Im Vorwege des Hamburger Kompromisses wurden die Hamburger Fraktionschefs Anjes Tjarks (Grüne) und Andreas Dressel (SPD) in den Medien als das AA- Dream- Team vorgestellt, deren Verhandlungsgeschick und Behharrlichkeit auch in scheinbar verfahrenen Lagen den Roten Faden weiter zu spinnen weiß, insbesondere vom Sprecher der Volksinitiative Klaus Schomacker wurden beide mit dem Hinweis gelobt, er kenne da als Verhandler in Shanghei, Indien, Boston, Russland, Brasilein ganz andere beinharte Taktiken, Methoden, von denen hier zu keinem Zeitpunkt auch nur Ansätze zu spüren waren. Das möchte er ausdrücklich Richtung Fraktionschefs Anjes Tjarks (l., Grüne) und Andreas Dressel (SPD betonen

Bei der öffentlichen Vorstellung des 240 Seiten- Beschlusses war bei allen Sprechern ein Furor zu spüren, so als sollte allen klar sein, dass hier sei vielleicht kein historischer, aber ein guter Tag für Hamburg, wie Klaus Schomacker abschließend, anders als Andreas Dressel, Anjes Tjarks ohne Redemanuskript, in Freier Rede meinte.

Der Furor macht mich persönlich etwas nachdenklich.
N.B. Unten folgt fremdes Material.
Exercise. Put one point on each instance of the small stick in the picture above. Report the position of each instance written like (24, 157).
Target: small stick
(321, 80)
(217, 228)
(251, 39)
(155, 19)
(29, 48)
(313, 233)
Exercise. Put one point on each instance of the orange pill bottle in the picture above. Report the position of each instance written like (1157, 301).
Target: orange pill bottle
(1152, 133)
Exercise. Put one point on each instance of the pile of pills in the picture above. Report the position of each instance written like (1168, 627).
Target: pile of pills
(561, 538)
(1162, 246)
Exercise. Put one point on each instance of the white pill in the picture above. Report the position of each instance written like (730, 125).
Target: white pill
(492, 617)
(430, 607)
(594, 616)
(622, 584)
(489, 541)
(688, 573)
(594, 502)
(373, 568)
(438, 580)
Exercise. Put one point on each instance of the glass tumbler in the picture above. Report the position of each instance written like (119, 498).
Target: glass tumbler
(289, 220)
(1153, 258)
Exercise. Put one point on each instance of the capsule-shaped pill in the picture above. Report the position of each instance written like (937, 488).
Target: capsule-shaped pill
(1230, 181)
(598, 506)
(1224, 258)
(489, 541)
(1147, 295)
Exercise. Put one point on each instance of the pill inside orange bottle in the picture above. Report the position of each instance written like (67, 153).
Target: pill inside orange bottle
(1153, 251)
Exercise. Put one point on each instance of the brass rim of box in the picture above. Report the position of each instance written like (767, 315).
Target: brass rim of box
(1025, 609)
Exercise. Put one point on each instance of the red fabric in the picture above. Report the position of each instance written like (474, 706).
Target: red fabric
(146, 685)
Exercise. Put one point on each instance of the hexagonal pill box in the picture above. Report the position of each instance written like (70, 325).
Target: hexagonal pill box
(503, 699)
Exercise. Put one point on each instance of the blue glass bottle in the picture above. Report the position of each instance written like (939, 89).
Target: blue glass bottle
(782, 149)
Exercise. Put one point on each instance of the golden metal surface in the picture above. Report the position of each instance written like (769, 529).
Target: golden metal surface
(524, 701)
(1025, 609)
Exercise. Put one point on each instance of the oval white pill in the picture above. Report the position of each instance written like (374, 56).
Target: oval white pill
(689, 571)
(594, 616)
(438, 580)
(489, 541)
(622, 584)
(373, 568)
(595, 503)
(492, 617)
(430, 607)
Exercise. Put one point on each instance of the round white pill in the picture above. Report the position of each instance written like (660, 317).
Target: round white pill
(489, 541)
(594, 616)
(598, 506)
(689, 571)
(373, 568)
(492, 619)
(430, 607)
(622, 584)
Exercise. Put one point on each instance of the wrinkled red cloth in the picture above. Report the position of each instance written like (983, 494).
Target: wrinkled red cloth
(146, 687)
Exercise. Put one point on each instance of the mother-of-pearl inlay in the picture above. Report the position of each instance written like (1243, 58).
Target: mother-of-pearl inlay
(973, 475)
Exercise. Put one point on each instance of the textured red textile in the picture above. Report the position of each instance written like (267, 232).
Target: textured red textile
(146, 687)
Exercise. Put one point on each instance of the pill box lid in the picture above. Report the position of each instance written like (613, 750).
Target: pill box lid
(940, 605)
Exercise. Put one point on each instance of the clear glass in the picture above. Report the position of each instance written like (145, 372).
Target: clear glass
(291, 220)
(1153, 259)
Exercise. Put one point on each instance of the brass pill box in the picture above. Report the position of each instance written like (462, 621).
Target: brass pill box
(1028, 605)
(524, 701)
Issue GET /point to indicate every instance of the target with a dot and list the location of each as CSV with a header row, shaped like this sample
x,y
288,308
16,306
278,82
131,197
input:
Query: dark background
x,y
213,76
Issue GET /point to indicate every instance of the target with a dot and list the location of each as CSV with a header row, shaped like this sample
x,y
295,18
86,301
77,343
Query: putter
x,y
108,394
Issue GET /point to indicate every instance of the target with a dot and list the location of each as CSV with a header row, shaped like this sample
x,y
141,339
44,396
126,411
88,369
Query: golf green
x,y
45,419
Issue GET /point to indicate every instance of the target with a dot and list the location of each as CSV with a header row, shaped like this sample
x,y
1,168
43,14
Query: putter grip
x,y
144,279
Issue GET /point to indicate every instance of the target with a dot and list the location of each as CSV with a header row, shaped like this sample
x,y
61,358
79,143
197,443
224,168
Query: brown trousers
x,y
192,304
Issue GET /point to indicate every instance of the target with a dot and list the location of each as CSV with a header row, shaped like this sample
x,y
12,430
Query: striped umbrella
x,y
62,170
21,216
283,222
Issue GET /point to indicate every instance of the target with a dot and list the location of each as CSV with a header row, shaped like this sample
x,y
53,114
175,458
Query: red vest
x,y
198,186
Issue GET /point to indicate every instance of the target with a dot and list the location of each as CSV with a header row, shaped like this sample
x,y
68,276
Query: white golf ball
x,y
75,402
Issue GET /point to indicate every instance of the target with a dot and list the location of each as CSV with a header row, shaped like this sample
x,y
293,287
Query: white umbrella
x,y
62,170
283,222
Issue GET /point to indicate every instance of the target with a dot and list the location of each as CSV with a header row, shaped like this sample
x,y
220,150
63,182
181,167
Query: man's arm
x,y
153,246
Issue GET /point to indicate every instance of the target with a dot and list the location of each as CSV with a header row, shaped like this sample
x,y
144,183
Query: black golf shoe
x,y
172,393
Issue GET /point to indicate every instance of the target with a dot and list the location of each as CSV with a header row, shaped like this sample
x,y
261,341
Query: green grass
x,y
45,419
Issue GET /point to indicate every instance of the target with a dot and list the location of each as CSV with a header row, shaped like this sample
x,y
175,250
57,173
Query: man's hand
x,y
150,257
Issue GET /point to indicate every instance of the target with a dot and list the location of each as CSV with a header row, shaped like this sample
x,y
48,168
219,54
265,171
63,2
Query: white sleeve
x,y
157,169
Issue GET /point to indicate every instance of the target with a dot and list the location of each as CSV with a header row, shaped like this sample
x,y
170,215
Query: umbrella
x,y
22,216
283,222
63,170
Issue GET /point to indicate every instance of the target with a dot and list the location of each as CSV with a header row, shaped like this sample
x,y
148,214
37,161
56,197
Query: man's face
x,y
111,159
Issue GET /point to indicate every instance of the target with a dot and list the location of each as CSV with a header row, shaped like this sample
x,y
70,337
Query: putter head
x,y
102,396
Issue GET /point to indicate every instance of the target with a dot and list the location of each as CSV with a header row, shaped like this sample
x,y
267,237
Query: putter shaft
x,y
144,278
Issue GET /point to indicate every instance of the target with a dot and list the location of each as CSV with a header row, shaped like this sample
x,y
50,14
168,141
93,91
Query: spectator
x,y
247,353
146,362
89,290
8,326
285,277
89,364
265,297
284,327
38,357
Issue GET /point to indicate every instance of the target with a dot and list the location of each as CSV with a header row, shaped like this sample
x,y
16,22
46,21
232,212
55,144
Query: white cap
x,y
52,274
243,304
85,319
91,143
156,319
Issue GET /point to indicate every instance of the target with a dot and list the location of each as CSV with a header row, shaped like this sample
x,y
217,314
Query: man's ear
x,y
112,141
Welches Erfolgsgefühl mag in Wirklichkeit hinter diesem demonstrierten Furor liegen?

"Ein guter Tag für Hamburg!"

In den Monaten der Verhandlungen über "Zahlenspiele" um

"Atmende Verträge nach oben und unten offen" (Begriff bei Dressel/Tjarks )

seit Herbst 2015 bis jetzt auffällig punktgenau zu den Parlamentsferien hat sich bisher für die Flüchtlinge in Hamburg und am Wohnungsmarkt, trotz Mietpreisbremse, kaum ertwas geändert. Im Gegenteil die Mietpreise sind um über 6 % im Laufe des Jahres gestiegen, Wohnungseigentum sogar um bis zu 14 %.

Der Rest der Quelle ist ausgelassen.